Huffington Post editor-in-chief Arianna Huffington, likewise, says that one can do better than ``Sincerely.''
``The problem with traditional sign-offs like `Sincerely' is not so much that they're too cold as that they're like vestiges of another medium: letters,'' Huffington says. ``I've always used `Best' or `All the best,' because that's always been standard for me, even for letters. And I never liked `Sincerely' -- I always found it very cold.''
FOR MARINES, IT'S `S/F'
Murky waters unless you're in the military, where specific closings are standard. Matthew Cox, a senior staff writer at The Army Times, says that members of the Navy and the Air Force often close their e-mails with ``V/R'' (``Very respectfully''). For the Marines, it's ``S/F'' (Semper Fi), while Army Rangers sign off with ``RLTW'' (``Rangers Lead the Way'').

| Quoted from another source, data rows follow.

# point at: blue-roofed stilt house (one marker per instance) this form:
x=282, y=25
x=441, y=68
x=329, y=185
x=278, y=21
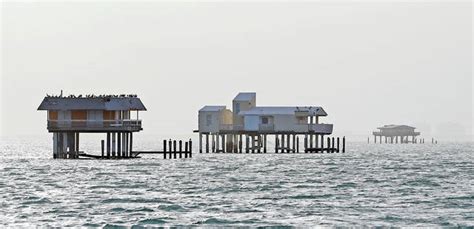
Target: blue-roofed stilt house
x=67, y=117
x=252, y=124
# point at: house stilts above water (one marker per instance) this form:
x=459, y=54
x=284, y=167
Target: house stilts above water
x=252, y=125
x=397, y=133
x=68, y=117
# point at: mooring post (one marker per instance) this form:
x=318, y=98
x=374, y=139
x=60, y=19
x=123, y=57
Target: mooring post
x=131, y=144
x=333, y=148
x=186, y=150
x=119, y=146
x=306, y=143
x=190, y=148
x=282, y=148
x=264, y=143
x=276, y=143
x=246, y=143
x=102, y=148
x=200, y=142
x=108, y=145
x=223, y=144
x=329, y=144
x=288, y=143
x=240, y=143
x=344, y=144
x=297, y=144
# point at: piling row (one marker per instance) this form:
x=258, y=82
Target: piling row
x=257, y=143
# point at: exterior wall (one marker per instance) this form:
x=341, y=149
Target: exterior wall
x=95, y=118
x=252, y=122
x=238, y=106
x=286, y=123
x=209, y=121
x=52, y=115
x=226, y=117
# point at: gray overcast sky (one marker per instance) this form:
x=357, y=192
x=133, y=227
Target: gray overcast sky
x=366, y=63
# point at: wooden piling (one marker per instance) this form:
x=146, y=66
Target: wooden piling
x=175, y=145
x=223, y=144
x=190, y=148
x=108, y=145
x=240, y=143
x=329, y=144
x=264, y=143
x=297, y=144
x=246, y=144
x=344, y=144
x=186, y=150
x=102, y=148
x=332, y=145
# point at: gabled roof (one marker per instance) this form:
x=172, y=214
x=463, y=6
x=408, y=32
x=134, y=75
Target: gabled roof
x=95, y=103
x=245, y=96
x=284, y=111
x=392, y=126
x=213, y=108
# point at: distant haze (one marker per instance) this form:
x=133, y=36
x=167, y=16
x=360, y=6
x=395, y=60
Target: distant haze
x=366, y=63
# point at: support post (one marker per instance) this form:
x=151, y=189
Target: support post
x=344, y=144
x=108, y=145
x=332, y=145
x=131, y=144
x=276, y=143
x=246, y=143
x=200, y=142
x=282, y=148
x=119, y=145
x=175, y=151
x=207, y=143
x=102, y=145
x=240, y=143
x=297, y=144
x=264, y=143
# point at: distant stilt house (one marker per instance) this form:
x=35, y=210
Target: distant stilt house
x=67, y=117
x=252, y=124
x=396, y=133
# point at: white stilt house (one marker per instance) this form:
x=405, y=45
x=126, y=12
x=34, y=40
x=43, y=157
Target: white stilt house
x=67, y=117
x=254, y=123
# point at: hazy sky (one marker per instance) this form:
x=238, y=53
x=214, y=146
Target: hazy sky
x=366, y=63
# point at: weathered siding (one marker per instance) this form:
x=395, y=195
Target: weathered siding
x=209, y=121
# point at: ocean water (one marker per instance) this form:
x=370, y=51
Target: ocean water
x=369, y=185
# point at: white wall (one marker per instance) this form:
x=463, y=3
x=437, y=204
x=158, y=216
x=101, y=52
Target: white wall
x=215, y=120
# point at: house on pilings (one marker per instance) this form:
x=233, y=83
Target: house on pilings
x=117, y=116
x=252, y=124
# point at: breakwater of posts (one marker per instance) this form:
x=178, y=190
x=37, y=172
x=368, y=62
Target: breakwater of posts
x=172, y=149
x=284, y=143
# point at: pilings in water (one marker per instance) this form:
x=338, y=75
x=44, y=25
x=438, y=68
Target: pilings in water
x=172, y=149
x=400, y=139
x=252, y=142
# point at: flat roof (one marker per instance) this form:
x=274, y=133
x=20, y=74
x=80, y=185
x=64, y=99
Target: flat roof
x=392, y=126
x=111, y=103
x=213, y=108
x=312, y=110
x=245, y=96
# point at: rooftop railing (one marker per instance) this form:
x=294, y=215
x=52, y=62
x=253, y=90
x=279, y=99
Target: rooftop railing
x=127, y=124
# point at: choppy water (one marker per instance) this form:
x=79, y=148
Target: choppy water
x=370, y=185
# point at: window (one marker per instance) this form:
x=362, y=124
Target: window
x=237, y=108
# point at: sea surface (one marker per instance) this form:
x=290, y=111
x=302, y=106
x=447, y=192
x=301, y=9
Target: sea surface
x=369, y=185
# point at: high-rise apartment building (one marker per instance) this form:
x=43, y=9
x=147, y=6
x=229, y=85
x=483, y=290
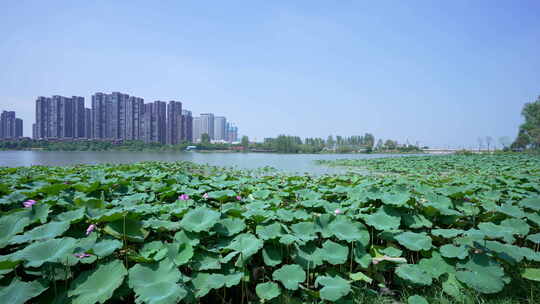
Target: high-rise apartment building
x=59, y=117
x=187, y=126
x=78, y=117
x=8, y=125
x=99, y=117
x=88, y=123
x=220, y=131
x=197, y=121
x=174, y=123
x=207, y=124
x=134, y=116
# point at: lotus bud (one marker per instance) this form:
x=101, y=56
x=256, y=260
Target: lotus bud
x=90, y=229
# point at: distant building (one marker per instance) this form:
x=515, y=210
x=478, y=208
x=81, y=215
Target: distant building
x=197, y=129
x=134, y=116
x=8, y=123
x=207, y=124
x=187, y=126
x=220, y=132
x=174, y=123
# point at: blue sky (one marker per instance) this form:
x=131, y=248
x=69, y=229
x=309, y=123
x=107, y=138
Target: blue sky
x=439, y=72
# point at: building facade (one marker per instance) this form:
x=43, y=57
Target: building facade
x=174, y=123
x=220, y=131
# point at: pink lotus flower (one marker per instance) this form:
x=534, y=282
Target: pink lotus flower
x=90, y=229
x=82, y=255
x=29, y=203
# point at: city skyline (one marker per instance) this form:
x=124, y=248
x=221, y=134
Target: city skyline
x=119, y=116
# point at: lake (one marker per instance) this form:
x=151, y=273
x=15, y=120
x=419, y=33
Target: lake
x=293, y=163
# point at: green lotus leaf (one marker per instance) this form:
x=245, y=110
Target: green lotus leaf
x=510, y=253
x=518, y=226
x=447, y=233
x=128, y=228
x=481, y=282
x=106, y=247
x=290, y=276
x=161, y=224
x=98, y=285
x=451, y=251
x=361, y=256
x=346, y=230
x=222, y=194
x=414, y=274
x=334, y=288
x=531, y=202
x=334, y=253
x=206, y=261
x=305, y=231
x=535, y=238
x=19, y=292
x=272, y=255
x=71, y=216
x=156, y=283
x=395, y=199
x=10, y=225
x=416, y=299
x=532, y=274
x=247, y=244
x=414, y=241
x=511, y=210
x=308, y=256
x=497, y=232
x=269, y=232
x=482, y=274
x=230, y=226
x=383, y=219
x=267, y=291
x=392, y=252
x=416, y=221
x=436, y=265
x=40, y=233
x=179, y=253
x=204, y=282
x=200, y=219
x=53, y=250
x=359, y=276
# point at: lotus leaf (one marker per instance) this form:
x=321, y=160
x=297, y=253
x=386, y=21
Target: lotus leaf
x=43, y=232
x=267, y=291
x=290, y=276
x=416, y=299
x=414, y=274
x=414, y=241
x=156, y=283
x=247, y=244
x=334, y=288
x=451, y=251
x=19, y=292
x=98, y=285
x=334, y=253
x=200, y=219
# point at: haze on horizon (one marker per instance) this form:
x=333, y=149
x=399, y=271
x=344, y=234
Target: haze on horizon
x=439, y=73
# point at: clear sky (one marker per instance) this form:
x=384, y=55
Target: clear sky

Participants in the StrategyOne survey reported all manner of e-mail closings that tumble forth from correspondents reveling in the intoxicating mania of near-instantaneous communication. Among them: ``In brotherhood,'' ``That's me yo,'' ``Hope you live through the night,'' ``Safety first,'' ``Wonka wonka'' and ``Seacrest out.''
Until e-mail etiquette starts being taught in elementary school, perhaps we've little choice left but to hit send first and ask forgiveness later.